A word, even if it is a description for the mental concept of absence, has being, can be sensed, and is what consciousness has as its focus when thinking about the word. Also language is sound and is reducible to wave activity which is in turn reducible to physical instances that are universal for all objects, only other objects are too dense to vibrate at such a frequence as to exist as a soundwave. All words are real physical, or should I say sensible for the sensitive rationalists, things which cannot possibly have non-being. Therefore ““non-being”” as an idea is impossible and paradoxical as a word-- to say “this word means nothing” is nonsense.
Do it like Frenchy. The correct way to classify “non-being” is as a negation, or the mental consciousness-of an idea and the affirmation of this activity by thinking. I cannot describe it as thinking because “thinking” isn’t anything. Rather, the contents of thought, such as the words and higher level contextualizations (definitions) are the objects that provide the possibility for the negation, just as the objects that are not experienced are described as having non-being.

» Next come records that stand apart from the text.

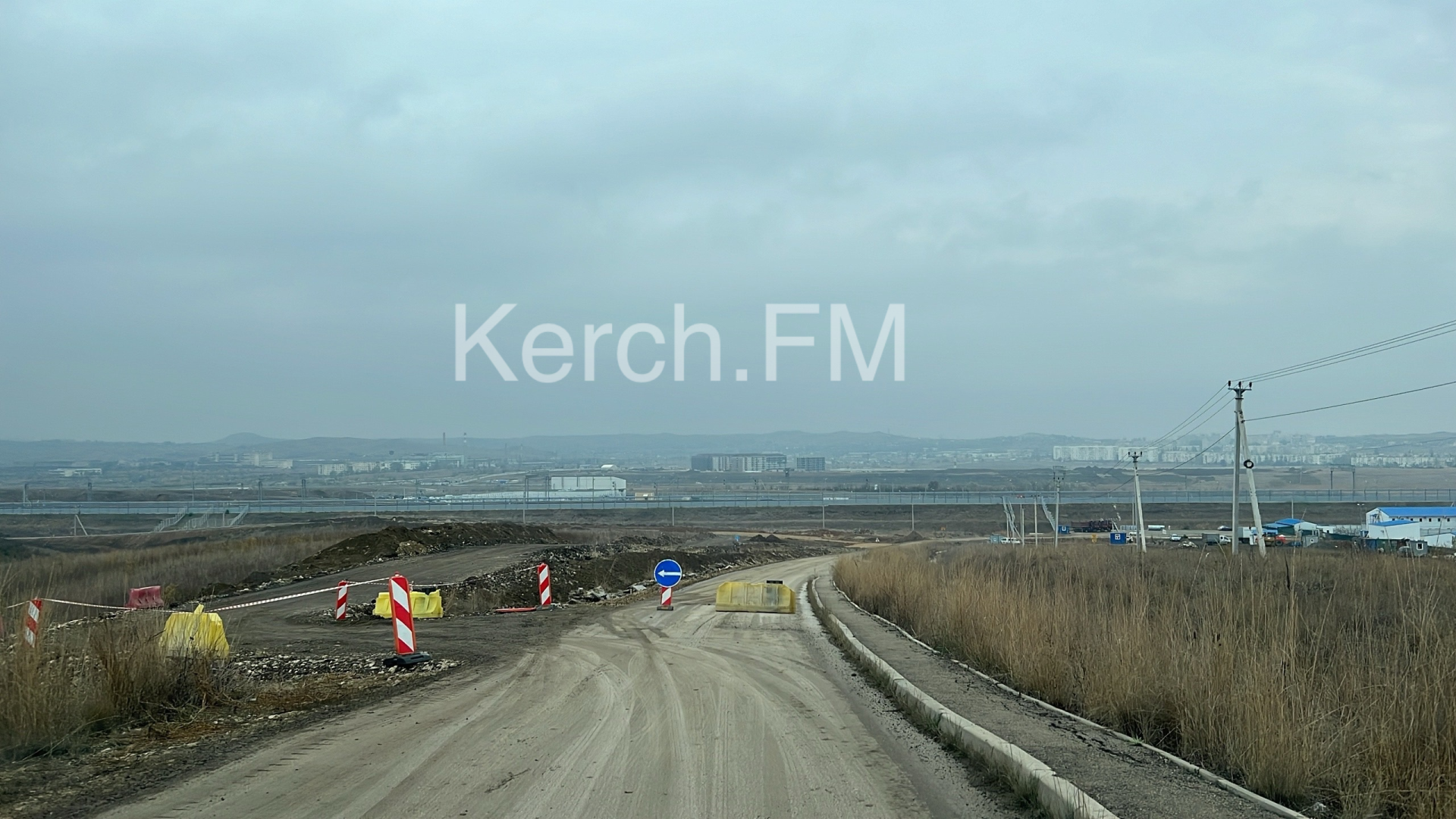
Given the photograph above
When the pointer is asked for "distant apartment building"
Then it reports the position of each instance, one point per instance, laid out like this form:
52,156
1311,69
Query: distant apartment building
76,471
265,461
1101,453
740,463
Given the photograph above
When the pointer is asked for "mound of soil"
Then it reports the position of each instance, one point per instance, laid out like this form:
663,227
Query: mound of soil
592,573
386,544
402,541
11,550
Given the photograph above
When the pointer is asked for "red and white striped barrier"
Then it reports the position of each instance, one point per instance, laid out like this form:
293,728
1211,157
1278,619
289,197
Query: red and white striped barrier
33,623
403,618
544,583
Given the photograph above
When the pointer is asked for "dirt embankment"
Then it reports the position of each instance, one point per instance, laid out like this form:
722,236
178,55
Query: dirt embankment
392,542
607,572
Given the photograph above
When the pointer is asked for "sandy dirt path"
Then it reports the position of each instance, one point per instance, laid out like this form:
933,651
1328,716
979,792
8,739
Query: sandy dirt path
637,713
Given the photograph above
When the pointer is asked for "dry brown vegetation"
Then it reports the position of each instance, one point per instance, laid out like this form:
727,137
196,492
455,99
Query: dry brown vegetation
91,678
182,569
1305,676
88,678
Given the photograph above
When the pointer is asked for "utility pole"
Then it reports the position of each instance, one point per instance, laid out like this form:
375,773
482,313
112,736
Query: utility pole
1238,455
1241,458
1056,482
1138,499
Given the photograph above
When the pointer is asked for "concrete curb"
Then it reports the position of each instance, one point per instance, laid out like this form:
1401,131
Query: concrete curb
1053,793
1201,773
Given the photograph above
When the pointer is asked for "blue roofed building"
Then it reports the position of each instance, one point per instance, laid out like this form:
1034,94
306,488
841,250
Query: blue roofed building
1429,523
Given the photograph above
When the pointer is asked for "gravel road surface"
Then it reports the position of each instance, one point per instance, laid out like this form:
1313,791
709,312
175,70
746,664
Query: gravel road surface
631,713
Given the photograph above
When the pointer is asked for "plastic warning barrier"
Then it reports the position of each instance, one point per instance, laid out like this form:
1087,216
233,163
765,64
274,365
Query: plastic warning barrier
145,598
196,634
419,605
767,598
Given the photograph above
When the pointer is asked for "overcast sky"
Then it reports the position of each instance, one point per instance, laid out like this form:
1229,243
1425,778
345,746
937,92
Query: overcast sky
223,218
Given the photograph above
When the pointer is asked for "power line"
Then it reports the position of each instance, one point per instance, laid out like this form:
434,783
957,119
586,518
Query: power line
1360,352
1353,403
1191,416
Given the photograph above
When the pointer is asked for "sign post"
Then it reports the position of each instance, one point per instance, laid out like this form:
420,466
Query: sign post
669,573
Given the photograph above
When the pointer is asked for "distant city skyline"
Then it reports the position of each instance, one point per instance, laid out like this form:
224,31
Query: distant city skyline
261,218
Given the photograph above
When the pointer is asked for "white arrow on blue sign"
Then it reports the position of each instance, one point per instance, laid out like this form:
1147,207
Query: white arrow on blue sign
667,573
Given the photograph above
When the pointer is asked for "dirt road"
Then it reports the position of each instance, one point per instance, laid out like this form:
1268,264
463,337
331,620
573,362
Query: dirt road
634,713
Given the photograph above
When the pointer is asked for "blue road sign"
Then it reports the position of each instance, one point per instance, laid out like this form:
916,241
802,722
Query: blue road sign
667,573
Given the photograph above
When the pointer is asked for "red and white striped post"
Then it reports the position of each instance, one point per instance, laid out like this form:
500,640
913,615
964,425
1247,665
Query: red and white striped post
544,583
403,618
33,623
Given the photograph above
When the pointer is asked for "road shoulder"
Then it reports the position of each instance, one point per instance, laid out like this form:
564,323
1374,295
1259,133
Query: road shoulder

But these objects are not particulars…they are not individual phenomena, they are classified as being-in-general, so to say that an object which is not experienced does not exist is a mistake. Instead it is by the presence and absence that beings are revealed to thought and consciousness…but nothing is ever truely “not there.”
As I mentioned above, the possiblity to “not experience an object” implies that that object exists to “not be experienced.” Being in general is the necessary feature of any possible particular “thing” and is therefore not contingent to a perspective that is either “there or not.”
Because thinking is captured by language, everything thought is subject to the discrepencies of language gaming, but the fundamental necessary structures of this “event” require that there be certain rules in place for the distingushing of truth values of contingent statements about the being in general. This is how we are captured.